We hear the term JPEG all the time. What really is JPEG? How does it work?

I will try to give a brief overview of what JPEG is and how it works.

This is a beginner level article, so we will not dwell too much on the details.

First, JPEG is not a file format. It’s a compression method.

The term JPEG is an acronym for the Joint Photographic Experts Group, which created the standard.

Most of the time you’re talking about your file in a JPEG format, you are referring to the JFIF (JPEG File Interchange Format) wrapper.

Let’s start from the beginning of an image’s life.

You click a picture using your camera.

The camera’s sensor is overlaid with a **color filter array (CFA)** , usually a Bayer filter, consisting of a mosaic of a 2×2 matrix of red, green, blue and (again) green filters. The green photo-sensors are luminance-sensitive elements and the red and blue ones are chrominance-sensitive elements. Bayer used twice as many green elements as red or blue so as to mimic the physiology of the human eye.

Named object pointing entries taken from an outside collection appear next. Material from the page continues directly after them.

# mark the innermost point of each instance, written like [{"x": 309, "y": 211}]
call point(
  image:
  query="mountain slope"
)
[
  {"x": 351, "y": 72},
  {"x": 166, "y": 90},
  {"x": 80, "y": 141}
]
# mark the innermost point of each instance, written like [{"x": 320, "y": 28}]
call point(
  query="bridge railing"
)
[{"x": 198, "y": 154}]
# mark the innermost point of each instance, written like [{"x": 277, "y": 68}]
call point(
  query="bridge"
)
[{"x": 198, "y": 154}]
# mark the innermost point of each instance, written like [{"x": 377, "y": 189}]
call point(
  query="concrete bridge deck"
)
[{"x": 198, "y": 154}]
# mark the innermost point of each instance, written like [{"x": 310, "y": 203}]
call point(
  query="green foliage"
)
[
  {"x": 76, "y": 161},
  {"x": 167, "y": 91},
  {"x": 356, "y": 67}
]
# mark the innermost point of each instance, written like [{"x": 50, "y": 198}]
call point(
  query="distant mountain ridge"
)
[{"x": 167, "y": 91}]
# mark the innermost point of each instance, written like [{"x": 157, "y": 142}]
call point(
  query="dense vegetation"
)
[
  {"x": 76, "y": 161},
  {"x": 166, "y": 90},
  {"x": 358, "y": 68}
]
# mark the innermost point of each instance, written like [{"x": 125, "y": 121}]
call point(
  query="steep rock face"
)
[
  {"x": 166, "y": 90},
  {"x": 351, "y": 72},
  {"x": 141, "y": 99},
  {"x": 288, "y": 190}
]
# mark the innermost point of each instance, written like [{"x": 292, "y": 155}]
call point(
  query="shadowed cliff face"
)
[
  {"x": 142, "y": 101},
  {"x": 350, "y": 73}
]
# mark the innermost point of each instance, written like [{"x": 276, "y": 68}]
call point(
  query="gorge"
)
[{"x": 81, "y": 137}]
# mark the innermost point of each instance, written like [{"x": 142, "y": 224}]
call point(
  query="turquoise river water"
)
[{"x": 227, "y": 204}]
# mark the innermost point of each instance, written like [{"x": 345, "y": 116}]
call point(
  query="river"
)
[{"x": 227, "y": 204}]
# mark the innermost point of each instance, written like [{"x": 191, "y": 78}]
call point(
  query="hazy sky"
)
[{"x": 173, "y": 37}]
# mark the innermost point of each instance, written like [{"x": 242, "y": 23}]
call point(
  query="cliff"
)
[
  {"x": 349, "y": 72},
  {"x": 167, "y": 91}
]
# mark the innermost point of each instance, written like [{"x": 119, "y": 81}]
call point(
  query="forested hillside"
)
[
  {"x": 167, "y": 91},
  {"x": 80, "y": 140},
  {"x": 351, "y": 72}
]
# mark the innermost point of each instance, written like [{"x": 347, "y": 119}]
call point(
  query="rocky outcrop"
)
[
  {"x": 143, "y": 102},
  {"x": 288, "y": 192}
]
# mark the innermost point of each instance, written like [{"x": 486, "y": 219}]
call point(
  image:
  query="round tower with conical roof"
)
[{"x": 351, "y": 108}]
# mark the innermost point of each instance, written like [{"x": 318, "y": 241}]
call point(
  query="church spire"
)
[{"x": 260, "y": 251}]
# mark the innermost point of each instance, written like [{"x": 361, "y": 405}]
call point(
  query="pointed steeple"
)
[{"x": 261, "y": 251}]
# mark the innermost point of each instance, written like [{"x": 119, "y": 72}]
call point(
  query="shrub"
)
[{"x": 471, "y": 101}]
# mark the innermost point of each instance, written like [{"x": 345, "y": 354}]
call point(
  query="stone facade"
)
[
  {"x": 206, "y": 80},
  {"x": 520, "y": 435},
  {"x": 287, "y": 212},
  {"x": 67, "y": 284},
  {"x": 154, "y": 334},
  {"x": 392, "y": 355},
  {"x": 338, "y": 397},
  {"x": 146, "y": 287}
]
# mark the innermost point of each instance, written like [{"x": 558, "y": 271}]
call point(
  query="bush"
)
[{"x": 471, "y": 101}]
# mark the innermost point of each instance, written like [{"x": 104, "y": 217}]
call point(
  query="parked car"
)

The raw image file thus obtained using the sensors is a **bitmap** (2D array). It’s very huge in size.

So, we need to compress this file, and that’s where JPEG come into play.

JPEG is a lossy compression technique, which means it uses approximations and partial data discarding to compress the content. Therefore it’s irreversible.

JPEG compression is based on the following 2 observations:

**Observation #1** : Human eyes don’t see color (chrominance) quite as well as we do brightness (luminance).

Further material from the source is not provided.